Before she could recover Alejandro was there beside her. What happened next was a bit of a mystery to Sam. One moment both he and The Girl were staring at Alejandro in shock, Alejandro in the middle of a flawless windup, hips rotating his torso as his fist lind up with The Girl’s sternum.

The next there was an incredible thump and she was gone. Sam thought for a second she’d teleported again. Then he realized there was a new hole in the dorm wall. He gaped at it for a second, then started at Alejandro. “Okay, I’m impressed.”

Alejandro panted for a moment, his head on a swivel as he waited to see if The Girl would come back. Finally, he straightened up and said, “So you know one of them?”

“There’s more than one?” Sam buried his face in his hands. “Why do I even bother?”

“No, no, there’s probably only one at a time. Look. You’ve got some tricks up your sleeve.” Alejandro winced, realizing how that sounded. “I mean, you’ve avoided her this long. Can…” He thought about it for a long moment. “Can I check with some people I know? I don’t know a whole lot about that side of things. You’ve got questions, I get it. But I’m not sure what I should tell you or what matters in your situation or what. So can I get back to you later?”

The kid looked awfully hopeful about it.

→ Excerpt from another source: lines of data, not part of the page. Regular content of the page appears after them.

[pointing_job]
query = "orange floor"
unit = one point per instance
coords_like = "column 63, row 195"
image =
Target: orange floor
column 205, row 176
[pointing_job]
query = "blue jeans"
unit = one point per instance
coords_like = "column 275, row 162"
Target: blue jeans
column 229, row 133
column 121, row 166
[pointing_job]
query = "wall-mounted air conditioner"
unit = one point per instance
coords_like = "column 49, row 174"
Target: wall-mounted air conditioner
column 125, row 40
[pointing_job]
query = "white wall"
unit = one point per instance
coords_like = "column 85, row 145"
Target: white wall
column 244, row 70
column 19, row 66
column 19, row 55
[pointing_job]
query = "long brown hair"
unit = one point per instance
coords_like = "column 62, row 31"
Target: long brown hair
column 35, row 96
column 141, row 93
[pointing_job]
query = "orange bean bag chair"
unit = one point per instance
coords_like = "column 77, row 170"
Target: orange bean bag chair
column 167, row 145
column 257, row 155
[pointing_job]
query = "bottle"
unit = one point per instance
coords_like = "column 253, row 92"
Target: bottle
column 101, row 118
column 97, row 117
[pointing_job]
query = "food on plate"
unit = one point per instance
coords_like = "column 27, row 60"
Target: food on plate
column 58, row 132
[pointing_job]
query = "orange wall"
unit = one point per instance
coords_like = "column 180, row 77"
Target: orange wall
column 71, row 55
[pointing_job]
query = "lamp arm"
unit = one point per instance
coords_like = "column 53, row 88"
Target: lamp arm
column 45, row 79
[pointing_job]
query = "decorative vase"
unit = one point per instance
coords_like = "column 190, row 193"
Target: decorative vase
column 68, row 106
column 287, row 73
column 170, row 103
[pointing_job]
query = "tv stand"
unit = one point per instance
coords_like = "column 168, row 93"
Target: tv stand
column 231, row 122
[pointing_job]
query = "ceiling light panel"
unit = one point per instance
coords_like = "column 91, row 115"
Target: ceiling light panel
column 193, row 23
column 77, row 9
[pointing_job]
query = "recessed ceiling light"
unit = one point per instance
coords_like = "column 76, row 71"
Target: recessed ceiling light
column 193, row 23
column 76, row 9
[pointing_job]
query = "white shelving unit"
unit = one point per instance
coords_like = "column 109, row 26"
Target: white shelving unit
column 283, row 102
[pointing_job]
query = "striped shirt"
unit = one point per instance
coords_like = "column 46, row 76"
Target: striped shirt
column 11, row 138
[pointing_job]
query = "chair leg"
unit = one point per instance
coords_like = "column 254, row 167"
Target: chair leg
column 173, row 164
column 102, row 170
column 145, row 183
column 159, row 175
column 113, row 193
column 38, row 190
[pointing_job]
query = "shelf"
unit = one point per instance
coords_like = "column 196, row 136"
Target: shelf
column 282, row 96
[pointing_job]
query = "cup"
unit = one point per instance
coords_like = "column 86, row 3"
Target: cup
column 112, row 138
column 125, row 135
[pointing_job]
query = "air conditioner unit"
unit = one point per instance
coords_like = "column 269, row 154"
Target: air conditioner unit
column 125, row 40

Obviously he was interested in what was going on now, and understood that secrecy was the order of the day because he was playing his hand really close to the vest. Sam pointed at the printout he’d given Alejandro, left abandoned on the table. “You can reach me at the email on there. That girl’s had it out for me for a while, though, and she’s getting better at catching me faster than I can get better at running away. I’d appreciate anything you can tell me.”

He nodded, very serious. “I’ll tell you everything I can, as soon as I can. Now you’d better get going before someone comes investigating.”

Sam left the same way The Girl had, examining the hole she’d made on the way out. Alejandro had punched her through almost a foot of concrete. Obviously he’d been using kid gloves in this fight. It was time to stop.